Gomez et al v. Marketplace Home Mortgage LLC et al
Filing
21
MEMORANDUM OPINION AND ORDER denying plaintiffs' 5 Motion for Temporary Restraining Order and Temporary Injunction (Written Opinion). Signed by Judge John R. Tunheim on April 30, 2012. (DML)
UNITED STATES DISTRICT COURT
DISTRICT OF MINNESOTA
KELLY GOMEZ and RUBEN GOMEZ,
JR.,
Civil No. 12-153 (JRT/LIB)
Plaintiffs,
MEMORANDUM OPINION
AND ORDER
v.
MARKETPLACE HOME MORTGAGE
LLC and CITIMORTGAGE, INC.,
Defendants.
Jeffrey R. Vesel, JEFFREY R. VESEL LAW FIRM, 920 Sunrise
Avenue, Stillwater, MN 55082, for plaintiffs.

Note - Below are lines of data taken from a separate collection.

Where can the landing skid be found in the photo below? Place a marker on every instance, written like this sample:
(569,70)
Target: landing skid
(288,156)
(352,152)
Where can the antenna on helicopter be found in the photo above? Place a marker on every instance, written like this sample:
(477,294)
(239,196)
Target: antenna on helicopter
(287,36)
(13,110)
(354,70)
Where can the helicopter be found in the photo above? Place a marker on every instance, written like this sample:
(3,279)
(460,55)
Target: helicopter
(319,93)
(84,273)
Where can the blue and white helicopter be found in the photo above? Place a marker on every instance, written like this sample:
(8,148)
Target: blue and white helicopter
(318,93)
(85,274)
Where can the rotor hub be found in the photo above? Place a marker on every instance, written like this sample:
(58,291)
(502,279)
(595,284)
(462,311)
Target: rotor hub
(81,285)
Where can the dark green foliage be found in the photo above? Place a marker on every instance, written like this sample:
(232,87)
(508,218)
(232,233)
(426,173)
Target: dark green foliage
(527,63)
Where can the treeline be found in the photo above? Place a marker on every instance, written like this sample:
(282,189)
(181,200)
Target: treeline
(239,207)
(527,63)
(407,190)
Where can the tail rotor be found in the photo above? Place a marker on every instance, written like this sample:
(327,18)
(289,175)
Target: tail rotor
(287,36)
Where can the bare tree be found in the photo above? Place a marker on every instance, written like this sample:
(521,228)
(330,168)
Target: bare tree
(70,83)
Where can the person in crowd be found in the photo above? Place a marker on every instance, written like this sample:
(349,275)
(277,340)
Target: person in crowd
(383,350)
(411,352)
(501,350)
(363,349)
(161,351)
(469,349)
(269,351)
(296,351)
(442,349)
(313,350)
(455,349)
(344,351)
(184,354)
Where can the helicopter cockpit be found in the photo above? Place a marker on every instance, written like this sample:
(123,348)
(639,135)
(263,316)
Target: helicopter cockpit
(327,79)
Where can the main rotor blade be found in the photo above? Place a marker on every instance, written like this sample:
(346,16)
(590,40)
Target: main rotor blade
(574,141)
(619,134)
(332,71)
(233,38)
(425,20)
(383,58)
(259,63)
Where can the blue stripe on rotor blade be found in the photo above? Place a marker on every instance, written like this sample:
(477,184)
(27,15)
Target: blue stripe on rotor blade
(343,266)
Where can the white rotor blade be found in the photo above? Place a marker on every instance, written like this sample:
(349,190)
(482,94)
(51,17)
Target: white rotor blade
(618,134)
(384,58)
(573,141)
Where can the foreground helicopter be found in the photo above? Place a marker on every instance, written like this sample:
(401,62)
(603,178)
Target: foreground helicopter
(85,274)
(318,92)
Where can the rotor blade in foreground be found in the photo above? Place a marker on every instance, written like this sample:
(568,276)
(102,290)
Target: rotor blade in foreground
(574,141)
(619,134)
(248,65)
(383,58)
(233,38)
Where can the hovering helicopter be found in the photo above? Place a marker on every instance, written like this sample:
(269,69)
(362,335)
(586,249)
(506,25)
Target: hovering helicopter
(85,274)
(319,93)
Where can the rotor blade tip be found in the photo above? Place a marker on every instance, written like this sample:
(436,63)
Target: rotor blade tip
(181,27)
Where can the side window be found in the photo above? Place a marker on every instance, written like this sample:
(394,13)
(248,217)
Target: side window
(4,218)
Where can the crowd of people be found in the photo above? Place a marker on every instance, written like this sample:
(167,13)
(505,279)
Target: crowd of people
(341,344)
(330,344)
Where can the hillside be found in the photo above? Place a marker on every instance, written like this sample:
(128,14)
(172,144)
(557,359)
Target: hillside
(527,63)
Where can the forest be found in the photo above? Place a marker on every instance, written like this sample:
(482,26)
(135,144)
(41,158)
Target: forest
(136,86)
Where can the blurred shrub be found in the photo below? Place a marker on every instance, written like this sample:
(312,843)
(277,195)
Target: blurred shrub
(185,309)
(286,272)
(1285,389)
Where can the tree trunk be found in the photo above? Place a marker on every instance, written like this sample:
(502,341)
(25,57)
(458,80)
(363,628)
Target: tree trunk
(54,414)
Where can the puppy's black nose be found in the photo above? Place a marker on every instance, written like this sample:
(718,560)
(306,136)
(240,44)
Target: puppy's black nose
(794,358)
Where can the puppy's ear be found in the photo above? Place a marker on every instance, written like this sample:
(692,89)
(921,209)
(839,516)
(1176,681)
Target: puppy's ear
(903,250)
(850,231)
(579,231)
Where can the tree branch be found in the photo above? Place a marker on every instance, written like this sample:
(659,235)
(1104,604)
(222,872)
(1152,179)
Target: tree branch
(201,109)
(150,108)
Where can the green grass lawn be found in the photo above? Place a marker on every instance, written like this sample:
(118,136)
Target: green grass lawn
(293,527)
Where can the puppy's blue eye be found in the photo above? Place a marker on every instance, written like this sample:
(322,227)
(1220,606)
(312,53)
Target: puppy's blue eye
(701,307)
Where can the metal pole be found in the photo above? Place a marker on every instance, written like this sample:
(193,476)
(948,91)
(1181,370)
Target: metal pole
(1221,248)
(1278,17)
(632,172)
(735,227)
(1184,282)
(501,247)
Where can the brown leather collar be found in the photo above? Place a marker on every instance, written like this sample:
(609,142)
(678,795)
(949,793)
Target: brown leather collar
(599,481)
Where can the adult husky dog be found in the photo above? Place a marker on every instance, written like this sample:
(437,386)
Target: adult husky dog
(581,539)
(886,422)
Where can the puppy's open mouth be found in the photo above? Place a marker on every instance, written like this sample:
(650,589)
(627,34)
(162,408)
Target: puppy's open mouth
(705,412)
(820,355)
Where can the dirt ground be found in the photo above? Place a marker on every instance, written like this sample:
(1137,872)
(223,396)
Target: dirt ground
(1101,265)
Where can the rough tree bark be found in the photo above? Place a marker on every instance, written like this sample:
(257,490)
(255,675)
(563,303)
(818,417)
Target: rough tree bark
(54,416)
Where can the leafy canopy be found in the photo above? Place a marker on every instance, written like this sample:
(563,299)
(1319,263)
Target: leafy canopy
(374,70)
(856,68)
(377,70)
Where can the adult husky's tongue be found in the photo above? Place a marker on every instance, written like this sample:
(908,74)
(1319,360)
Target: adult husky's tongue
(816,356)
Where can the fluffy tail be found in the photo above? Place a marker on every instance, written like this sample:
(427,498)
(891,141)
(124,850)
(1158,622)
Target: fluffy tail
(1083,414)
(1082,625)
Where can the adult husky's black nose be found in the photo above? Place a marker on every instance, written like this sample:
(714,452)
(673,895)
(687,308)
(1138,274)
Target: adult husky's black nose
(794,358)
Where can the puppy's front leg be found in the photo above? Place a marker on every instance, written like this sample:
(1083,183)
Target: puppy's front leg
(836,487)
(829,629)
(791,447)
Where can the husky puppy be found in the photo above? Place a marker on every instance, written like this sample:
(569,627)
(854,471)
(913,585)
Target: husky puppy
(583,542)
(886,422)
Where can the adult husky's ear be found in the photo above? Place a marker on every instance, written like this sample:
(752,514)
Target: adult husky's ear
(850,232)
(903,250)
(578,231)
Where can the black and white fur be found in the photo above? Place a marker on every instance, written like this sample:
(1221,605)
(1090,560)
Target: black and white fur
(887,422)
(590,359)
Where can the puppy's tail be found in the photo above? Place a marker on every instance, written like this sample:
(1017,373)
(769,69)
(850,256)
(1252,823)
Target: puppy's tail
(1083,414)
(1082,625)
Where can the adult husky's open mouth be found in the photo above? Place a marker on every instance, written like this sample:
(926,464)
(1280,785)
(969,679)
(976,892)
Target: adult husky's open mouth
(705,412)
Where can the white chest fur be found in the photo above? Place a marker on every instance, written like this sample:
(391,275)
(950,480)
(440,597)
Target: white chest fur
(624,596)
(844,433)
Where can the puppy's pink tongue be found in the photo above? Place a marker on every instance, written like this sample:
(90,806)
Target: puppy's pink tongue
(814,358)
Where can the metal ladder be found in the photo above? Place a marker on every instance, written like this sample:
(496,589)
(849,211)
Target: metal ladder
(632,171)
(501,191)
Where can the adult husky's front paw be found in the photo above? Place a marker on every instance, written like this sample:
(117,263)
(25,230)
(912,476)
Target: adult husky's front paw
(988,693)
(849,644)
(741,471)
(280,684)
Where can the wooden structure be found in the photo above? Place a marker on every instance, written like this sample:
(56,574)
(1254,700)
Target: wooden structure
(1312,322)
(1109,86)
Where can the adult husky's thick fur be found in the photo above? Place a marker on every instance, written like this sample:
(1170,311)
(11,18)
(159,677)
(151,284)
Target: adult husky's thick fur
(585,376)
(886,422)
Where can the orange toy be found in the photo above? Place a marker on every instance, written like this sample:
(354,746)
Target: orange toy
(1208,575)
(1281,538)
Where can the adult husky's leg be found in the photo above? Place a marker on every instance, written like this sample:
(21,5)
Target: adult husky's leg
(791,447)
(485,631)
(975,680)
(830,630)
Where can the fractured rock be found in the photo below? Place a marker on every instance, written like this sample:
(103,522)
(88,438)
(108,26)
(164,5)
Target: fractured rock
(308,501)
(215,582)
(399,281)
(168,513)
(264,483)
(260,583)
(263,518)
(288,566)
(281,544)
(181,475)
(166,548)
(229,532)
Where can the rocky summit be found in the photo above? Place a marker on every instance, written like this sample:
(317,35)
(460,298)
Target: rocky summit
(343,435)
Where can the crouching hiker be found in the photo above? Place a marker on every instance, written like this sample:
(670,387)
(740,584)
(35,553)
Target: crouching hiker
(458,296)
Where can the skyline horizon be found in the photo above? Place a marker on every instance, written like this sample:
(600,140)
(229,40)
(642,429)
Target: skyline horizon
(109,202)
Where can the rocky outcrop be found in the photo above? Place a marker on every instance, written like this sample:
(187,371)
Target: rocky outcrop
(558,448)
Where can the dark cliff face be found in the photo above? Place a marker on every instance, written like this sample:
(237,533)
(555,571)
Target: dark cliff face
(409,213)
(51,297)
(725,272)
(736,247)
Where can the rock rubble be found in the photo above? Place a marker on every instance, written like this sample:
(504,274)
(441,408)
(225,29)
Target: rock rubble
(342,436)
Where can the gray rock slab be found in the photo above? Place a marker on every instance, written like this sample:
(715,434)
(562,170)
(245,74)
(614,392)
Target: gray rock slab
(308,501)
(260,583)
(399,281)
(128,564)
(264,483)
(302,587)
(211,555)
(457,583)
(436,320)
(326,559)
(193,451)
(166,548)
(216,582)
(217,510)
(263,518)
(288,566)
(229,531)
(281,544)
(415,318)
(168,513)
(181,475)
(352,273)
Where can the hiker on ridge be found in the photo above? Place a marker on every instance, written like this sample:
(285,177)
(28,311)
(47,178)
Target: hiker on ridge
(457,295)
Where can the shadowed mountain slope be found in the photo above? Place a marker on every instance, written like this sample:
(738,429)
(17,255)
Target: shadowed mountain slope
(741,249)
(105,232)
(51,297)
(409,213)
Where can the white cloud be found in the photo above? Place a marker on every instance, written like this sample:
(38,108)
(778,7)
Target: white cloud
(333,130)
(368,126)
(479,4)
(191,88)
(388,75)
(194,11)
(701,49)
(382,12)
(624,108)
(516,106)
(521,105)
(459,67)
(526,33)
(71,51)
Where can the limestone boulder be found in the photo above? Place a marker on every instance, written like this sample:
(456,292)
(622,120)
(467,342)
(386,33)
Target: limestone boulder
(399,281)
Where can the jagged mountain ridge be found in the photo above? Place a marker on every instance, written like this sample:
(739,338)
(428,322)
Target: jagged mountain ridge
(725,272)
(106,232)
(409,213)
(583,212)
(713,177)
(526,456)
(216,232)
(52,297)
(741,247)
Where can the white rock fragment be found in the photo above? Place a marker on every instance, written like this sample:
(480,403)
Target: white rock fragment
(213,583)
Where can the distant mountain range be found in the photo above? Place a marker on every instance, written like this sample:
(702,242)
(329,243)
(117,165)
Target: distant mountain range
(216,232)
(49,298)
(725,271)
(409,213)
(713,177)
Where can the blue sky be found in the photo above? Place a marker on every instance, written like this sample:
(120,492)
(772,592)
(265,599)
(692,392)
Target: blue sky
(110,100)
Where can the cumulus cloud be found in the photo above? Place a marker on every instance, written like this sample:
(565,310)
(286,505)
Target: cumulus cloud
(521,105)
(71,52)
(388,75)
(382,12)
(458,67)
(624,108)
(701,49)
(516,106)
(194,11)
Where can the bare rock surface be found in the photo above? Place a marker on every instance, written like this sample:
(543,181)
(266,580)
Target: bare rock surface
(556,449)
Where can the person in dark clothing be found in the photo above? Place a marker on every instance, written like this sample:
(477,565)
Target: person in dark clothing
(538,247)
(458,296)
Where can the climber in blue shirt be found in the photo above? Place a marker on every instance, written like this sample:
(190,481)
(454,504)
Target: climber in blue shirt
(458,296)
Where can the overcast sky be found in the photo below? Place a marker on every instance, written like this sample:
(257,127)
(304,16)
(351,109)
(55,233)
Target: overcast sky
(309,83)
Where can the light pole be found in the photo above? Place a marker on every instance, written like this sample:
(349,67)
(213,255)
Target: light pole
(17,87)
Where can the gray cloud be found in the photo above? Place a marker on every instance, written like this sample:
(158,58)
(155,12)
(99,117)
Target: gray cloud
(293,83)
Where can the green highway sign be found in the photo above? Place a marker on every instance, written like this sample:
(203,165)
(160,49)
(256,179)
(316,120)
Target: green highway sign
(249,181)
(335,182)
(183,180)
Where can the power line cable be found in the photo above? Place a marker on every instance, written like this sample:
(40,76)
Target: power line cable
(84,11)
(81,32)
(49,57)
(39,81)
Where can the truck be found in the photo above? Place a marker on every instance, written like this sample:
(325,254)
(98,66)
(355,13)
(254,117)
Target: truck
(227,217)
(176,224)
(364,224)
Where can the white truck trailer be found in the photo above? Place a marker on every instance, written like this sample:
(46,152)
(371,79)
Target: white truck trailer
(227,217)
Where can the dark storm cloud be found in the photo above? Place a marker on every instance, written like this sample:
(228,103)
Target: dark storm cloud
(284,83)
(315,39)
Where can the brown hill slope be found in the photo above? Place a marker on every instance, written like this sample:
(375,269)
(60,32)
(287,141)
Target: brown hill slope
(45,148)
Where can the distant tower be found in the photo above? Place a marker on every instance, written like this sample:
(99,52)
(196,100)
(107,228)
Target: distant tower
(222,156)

Wyatt S. Partridge and Thomas J. Lallier, FOLEY & MANSFIELD,
PLLP, 250 Marquette Avenue, Suite 1200, Minneapolis, MN 55401, for
defendants.
Kelly and Ruben Gomez (the “Gomezes”) defaulted on their mortgage, and their
creditors foreclosed and began eviction proceedings. The Gomezes’ complaint alleges
violations of the Truth in Lending Act (“TILA”) triggering their right to rescind the
mortgage, and they now seek a preliminary injunction to keep them in their home
pending resolution of the case. Because the Court finds that the balance of the equities
does not so favor the Gomezes that it must intervene to preserve the status quo, the Court
will deny the motion.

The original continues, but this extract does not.